Error Object, Stack, and Parking Garages

This thread is a formalization of a bug-turned-discussion.
https://bugs.webkit.org/show_bug.cgi?id=55092

The initial problem is that window.onerror doesn't provide a stack
trace. But window.onerror is also inconsistent, has unmemorable and
not so useful params.

As a proposal, a global error handler with error stacks, to inspect
each function and the arguments passed to it.

As an example of how this would work, the program registers a global
error callback:

| global.addEventListener("scripterror", globalErrorHandler);
| function globalErrorHandler(err) {
|  alert([err.callstack[0], "\n", err.message].toString());
| }


When a script/DOM error occurs, the callback fires.
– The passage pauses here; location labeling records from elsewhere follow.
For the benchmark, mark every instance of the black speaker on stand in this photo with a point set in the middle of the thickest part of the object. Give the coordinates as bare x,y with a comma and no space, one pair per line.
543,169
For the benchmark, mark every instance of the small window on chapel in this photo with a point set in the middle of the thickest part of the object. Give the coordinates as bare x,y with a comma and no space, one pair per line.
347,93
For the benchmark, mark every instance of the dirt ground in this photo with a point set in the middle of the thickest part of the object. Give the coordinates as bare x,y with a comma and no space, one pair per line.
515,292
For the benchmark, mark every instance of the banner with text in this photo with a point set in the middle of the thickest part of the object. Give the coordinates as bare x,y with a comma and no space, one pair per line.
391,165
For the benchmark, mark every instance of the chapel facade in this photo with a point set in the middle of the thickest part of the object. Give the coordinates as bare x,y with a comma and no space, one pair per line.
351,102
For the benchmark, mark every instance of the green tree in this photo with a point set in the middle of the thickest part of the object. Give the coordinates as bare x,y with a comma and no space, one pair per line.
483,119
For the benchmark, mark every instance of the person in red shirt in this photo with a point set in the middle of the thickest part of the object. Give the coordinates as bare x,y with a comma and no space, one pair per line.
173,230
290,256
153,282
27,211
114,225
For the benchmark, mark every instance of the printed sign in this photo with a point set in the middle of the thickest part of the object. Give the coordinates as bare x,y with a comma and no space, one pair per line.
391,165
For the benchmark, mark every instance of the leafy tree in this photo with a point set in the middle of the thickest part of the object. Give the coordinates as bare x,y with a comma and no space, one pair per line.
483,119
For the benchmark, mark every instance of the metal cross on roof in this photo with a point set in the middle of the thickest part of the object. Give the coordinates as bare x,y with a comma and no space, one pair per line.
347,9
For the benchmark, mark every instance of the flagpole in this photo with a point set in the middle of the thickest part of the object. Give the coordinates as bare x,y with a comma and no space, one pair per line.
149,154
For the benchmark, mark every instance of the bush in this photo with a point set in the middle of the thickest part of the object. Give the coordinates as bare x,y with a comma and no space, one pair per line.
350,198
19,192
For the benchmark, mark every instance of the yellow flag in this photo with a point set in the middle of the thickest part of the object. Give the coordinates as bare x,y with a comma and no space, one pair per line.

The callback can
access the callstack, message, and error from the error event.

| // Cause an error to be thrown:
| document.createElement("12");

This example would result in an alert with text:

|  "function createElement() { /* [native code] */ }"
|  "DOMException: line 6 of inline script. '12' is an invalid tagName".

The example also assumes the following:
 * `useCapture` is not implementation-dependent
 * error events have a callstack property
 * Function.prototype.toString works as specified
 * DOM errors are real ECMAScript errors, with meaningful messages.
 * It always works (no swallowing chrome or DOM errors).
 * DOM numeric Error codes (which suck) are for legacy purposes.

The many problems of Errors deserve acknowledgement.

On the bright site, we're not as bad off as traffic. Drive into a
parking garage and notice how many pillars have paint rubbed onto
them. That is caused (generally) by a driver error. But damn, cement?!
ISTM a rubber layer would prevent a lot of bodywork.